The first half of the sessions — my presentation — is a good time for taking notes. But the ABT Build is a performance of sort, and an exercise in “puzzle solving” that you should be playing along with. You want the narrative part of your brain to be activated as you try to solve the puzzle of narrative structure on your own. Taking notes distracts from this.

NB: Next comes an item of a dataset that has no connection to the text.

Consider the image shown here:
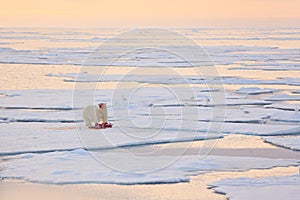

You may be thinking, “But I wanted to make a note of what he said about specifics.” Don’t worry, most of the basic notes will crop up over and over again, and you’ll learn them at a much deeper and more practical level if you’re experiencing it when it happens, rather than trying to figure it out later.
If anything, hold off taking notes until the last few sessions. For now, try to be “in the moment” with what we’re doing.
THE GOAL: keep in mind, the ultimate goal of the ABT Build session is have you develop the same ability I have to dissect these ABTs and strengthen them. The dream scenario is you finish the 10 sessions, then run the same exercise with your students or assistants or colleagues or whoever, where you’re the one helping them strengthen their narratives as you hear my voice echoing in your head because … you LISTENED so well.
THE WORLD BANK “AND” FLAP: Here’s the report from Moretti and Pestre. Give it a good read when you get the chance, I find it so fascinating and a shame that it got so little attention in the non-academic world.
THE DAVE GOLD ARTICLE: Here’s the great article I mentioned by Dave Gold, and here’s the paragraph about the Christmas tree analogy. It’s worth reading this article right now. We’ll talk about it next week in the session on the ABT and politics.
Years ago, my political mentor taught me the problem with this approach, using a memorable metaphor: issues are to a campaign message what ornaments are to a Christmas tree, he said. Ornaments make the tree more festive, but without the tree, you don’t have a Christmas tree, no matter how many ornaments you have or how beautiful they are. Issues can advance the campaign’s story, but without a narrative frame, your campaign doesn’t have a message, no matter how many issue ads or position papers it puts forward.
QUESTION FROM ANTONIO: Antonia Florio: Thanks for this. I’m curious if you ever found a case where writing in a format other than the narrative was more effective? Or have you always found narrative (or ABT) to be the most effective way to get points across?
We’re going to dive into this on Wednesday. Yes, it turns out there are circumstances where the And, And, And structure is better than ABT. Tune in Wednesday to find out when!
QUESTION FROM PAOLA: Paola Perez: what was the difference between lower case ‘and’ vs capitalized ‘AND’?
I use the & to join together things that are just listing, versus the AND that joins together separate statements. Here’s an example from Jon’s ABT this morning:
The University of Utah Seismograph Stations monitors earthquake activity in Utah & Yellowstone AND we’ve recently had a series of quakes in the Salt Lake Valley, some doing damage
QUESTION FROM EUAN (FROM OZTRALIA!): Euan Belson: What is the power of inserting ‘questions’ specifically into your narrative?
I think it’s best to avoid questions in the ABT — just keep things simple with the short, punchy phrases which can then be converted into questions in writing the full text. But that’s just sort of a guess on my part.
QUESTION FROM CARA: Cara (Ricarda) Laasch: If the ratio between A+B to T in the ABT should be more heavily on the T, would reducing the A a singular statement cutting it too short? Example: Lithium-ion batteries are the most commonly used type of lightweight battery in everyday life, but they degerate quickly and are costly, therefore ….
Yes, you don’t have to have the actual word “and” in there — it’s just what’s needed to set up the problem and solution effectively.